Vibration damping obvious makes sense (in speakers just as well as in cars). 

That involves 'killing' (converting into heat, through typically internal friction) kinetic energy. So any sort of elastic material (rubber has lots of internal friction) makes sense. 

And then there are spikes. Using a pointy hard object and pair it with a softer, elastic material (to deform, and kill kinetic energy) can work; think metal sharp spike into carpet or wood floor. 

But what is the idea behind pairing fairly unelastic metal (brass for example) with similarly unelastic (brass, stone, etc) material (example photo provided)? Only thing I can come up with: LOOKS good and makes owner feel good  thinking its an improvement (works only for Audiophiles though),

Even more curious: are they ENGINEERED "spikes" (vibration dampers or shock absorbers) for speakers that are TUNED for the frequency (and mass)  that needs to be dampened? Can piston style fluid dampers be designed for the high frequencies (100, 1000, 10000 Hz) using geometry, nozzles size and viscosity of the fluid?

 

kraftwerkturbo

I don't know if this qualifies as a speaker spike, but I found that using the ISO- Acoustics Gaia 1's under my Clarisys speakers to be a big improvement over just using the aluminum feet. I also added the carpet spikes under the Gaia's and found that to be an improvement.

ozzy

I also use ISO Acoustics Gaia under my speakers, and there is no doubt that they improved the sound over spikes. They don't decouple fully, but work well in that direction, and, along with the likes of related Townshend products, reduce the "smear" that results from vibration, and also improve the focus of bass response.

The disadvantage, at least for some (not in my case), is that hard-coupling devices like spikes do transmit more bass energy to the floor, and some listeners prefer to have that visceral feedback, which is reduced with the use decoupling devices.

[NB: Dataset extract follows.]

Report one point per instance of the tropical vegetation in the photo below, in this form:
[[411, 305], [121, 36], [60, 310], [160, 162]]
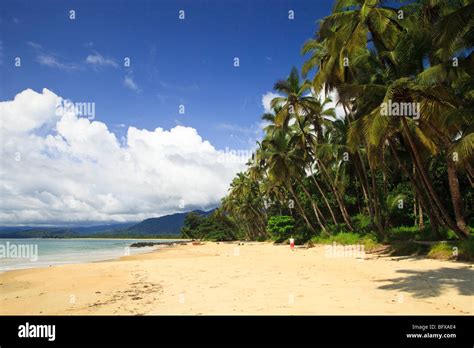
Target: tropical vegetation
[[333, 161]]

Springs/ Townshend products suit me best. I suppose it’s like many things audio, a bottomless lake of options and definite maybes. 
 

Hope you all have enjoyed the Holidays and wish you peace in the new year. 

I am having second thoughts about replacing carpets with hard wood floor in my listening area after reading this thread and one other thread where low rumbles are a major problems and headaches. My wife wants to replace carpet with hardwood flooring including my listening area. To date, I had no issues from floor reflections to unwanted vibration creeping in to my audio signal path whether I played LPs or CDs. My Thiel 3.6s are on factory provided carpet piercing spikes and my TT stand also have spikes and anchored to the floor board.

I feel like 2024 is going to give me headaches we replace the carpets. I am planning to use a rug between speakers and my listening position to control floor reflections. But now I see another whole set of problems are going to creep up on me (LOL).

Wish you all Happy New Year!

So much BS in here ^^^^!!!!
 

Spikes under speakers serve to MASS COUPLE the speaker to the mass of the floor. It helps to change the resonant frequencies of the cabinets by adding the mass of the floor to the mass of the cabinets. Whether or not it makes an audible improvement is highly subjective. But in the case of underbraced cabinets, it can help. It’s as subjective as cable lifters, mono block amps on stands, speaker cables, and component spikes. One definite advantage of mass coupling is using metal wood screws to mount a turntable shelf to the wall studs. It greatly lowers the resonant frequency of the shelf supporting the turntable.